The stories told in Weisman’s film here are loosely reorganized into one day in the life of a welfare center, as case workers deal with one grumpy demander after another. A man lost his home in a fire. Two recovering addicts try to get their lives back on track. A pregnant woman is required to provide medical evidence of her condition, while an older lady’s husband prevents her examinations.
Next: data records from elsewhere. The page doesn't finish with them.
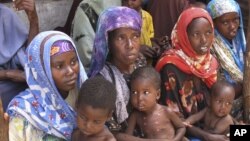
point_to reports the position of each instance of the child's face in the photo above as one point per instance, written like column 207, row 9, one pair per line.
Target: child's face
column 91, row 120
column 65, row 69
column 144, row 95
column 134, row 4
column 200, row 35
column 221, row 104
column 228, row 24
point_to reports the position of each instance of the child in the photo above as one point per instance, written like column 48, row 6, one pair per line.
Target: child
column 155, row 121
column 216, row 116
column 147, row 31
column 94, row 107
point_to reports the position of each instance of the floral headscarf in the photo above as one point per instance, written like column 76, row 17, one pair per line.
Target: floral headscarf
column 183, row 56
column 230, row 55
column 42, row 104
column 111, row 19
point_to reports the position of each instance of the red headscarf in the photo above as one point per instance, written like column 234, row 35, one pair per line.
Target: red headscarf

There are comical moments in the movie, but in the theatrical version of Deliquet, it starts to feel involuntarily comical. The active delivery of the splint may be due to their need for display in the cavernous space, which accommodates about 2,000 spectators. The actors playing the plaintiffs use their moments in the spotlight to articulate the injustices of the system, rather than simply acting it out, as Weizmann’s protégés have so effectively done.

Luxury means well, and it’s easy to see why the new director of the Avignon Festival, Tiago Rodrigues, has chosen to put the project in such a prestigious position. It serves as a statement of change after the faltering tenure of its predecessor, Olivier B. Deliques is only the second female director to land a Cour d’Honneur slot in the Avignon Festival’s 76-year history.

Deliquet deserves it: they are one of the best stage-makers in France, and have had a string of successes to their name. However, she has great respect for Weizmann’s source material on “Luxury”. Some directors, such as Alexander Zeldin with his “Inequality” trilogy, have found the right tone in recent years to deal with the lives of the disadvantaged, but “Luxury” seems to play on poverty.

At Aix, “The Threepenny Opera” may not be an unqualified triumph for its German director Ostermeier, but at least the show’s list of low-life misfits is sumptuously represented and, aided by Alexandre Pateau’s sharp neo-French translation, appears as it was meant to be. To be: sarcastic, charismatic, brilliantly individualistic.

Christian Heck and Veronique Vella are energetic and absurdly intelligent as the shallow Mr. and Mrs. Peachum, who set out to take down notorious criminal Macheath for eloping with their daughter, Polly. Not all actors are equally good singers, so Villa’s powerful voice is an asset here. So too are the vocal talents of Marie Aubert, newly recruited to the Comédie-Française and trained singer who, in the role of Polly, transforms “Pirate Jenny” into a standout.

Well-crafted scenes come thick and fast in the first half, but the energy wears off later on. It’s as if Ostermeyer, directed for the first time in an operatic context, never really amounted to much. The set designs are minimalistic: four microphones below the stage, a black podium behind the actors, and a few screens above it displaying repetitive collages inspired by Russian constructivism. On the main stage of the Comédie-Française in Paris, where the production will move in the fall, the company could simply repurpose the very similar set from Ivo van Hove’s 2022 “Tartuffe”.

Maxime Pascal leads his own ensemble, Le Balcon, which plays the part of the cast well: at one point, mic-wielding musician Benjamin Lavergne—a whimsical take on corrupt cop Tiger Brown—has inadvertently fallen into the pit. Pascal’s reformulation, by adding electronic instruments, gives an interesting edge to the scathing impetus of Weill’s score.

As in Avignon, the production was staged on an open-air stage of historical importance, on the square of the Palais des Archives, where the festival was born in 1948. While it is of reasonable size compared to the Cour d’Honneur, it is a prestigious venue, with paying members Audiences are up to $180 for the privilege of watching “The Threepenny Opera.”

As with “Luxury,” there is a surprise in watching poor characters in such rare company. But this is the reality of the majestic theater today.